From Hartmann Report
We are close to either a collapse or a renewal of democracy: which way will America go?
While there's apparently "nothing to see here" when it comes to conservative media outlets and even, in many ways, mainstream media, it's worth asking the question: "How far down the road toward authoritarian oligarchy, or even outright fascism, have we gone?"
The answer to that question informs our understanding of how close in time we may be to some sort of "final" crisis, and to how easy or difficult it will be to pull back and preserve a functioning democratic republic.
We've already passed through several stages that it's important to note, by way of orienting ourselves in time. And we must repeatedly check in on this to keep our bearings.
As a German college professor told reporter and author Milton Mayer just after World War II when Mayer essentially asked him, "How could you guys have let this happen?":
"To live in this process is absolutely not to be able to notice it please try to believe me unless one has a much greater degree of political awareness, acuity, than most of us had ever had occasion to develop. Each step was so small, so inconsequential, so well explained or, on occasion, 'regretted,' that, unless one were detached from the whole process from the beginning, unless one understood what the whole thing was in principle, what all these 'little measures' that no 'patriotic German' could resent must some day lead to, one no more saw it developing from day to day than a farmer in his field sees the corn growing. One day it is over his head."
Back in the 1960s, my friend (in later years) Tom Hayden helped kick off Students for a Democratic Society (SDS) with his brilliant Port Huron Statement. It was before the Vietnam War, and SDS was committing itself to racial and gender justice and a world without the omnipresent threat of nuclear war.
"Our work is guided," Hayden wrote, "by the sense that we may be the last generation in the experiment with living."
My own experience in and with SDS was in the late 1960s as we were becoming a leader in the anti-Vietnam War movement, under attack by the media, the FBI, and local police trying to use everything from drug laws to the draft to tear us apart.
I remember the guy we later learned was a police informant constantly trying to get some of us to burn down the MSU ROTC Building; the crisis of the Ohio National Guard's murders at Kent State; and our growing conviction that our nation's government was growing more and more remote from the people it governed.

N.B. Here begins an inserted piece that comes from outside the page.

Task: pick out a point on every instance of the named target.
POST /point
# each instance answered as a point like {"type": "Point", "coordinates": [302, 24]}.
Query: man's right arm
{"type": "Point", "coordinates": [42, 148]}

But President Johnson, who was prosecuting the war and sentencing my friends to death via the draft, had also formally and legally declared the beginning of the end of legal apartheid in America with his Civil Rights Act; expanded the nation's social safety net with Medicare and Medicaid; and banned state governments from forbidding Black people and other minorities from voting.
Little did we realize what our government would do in the next 50 years.
As Hayden wrote, "Freedom and equality for each individual, government of, by, and for the people these American values we found good, principles by which we could live as [citizens]."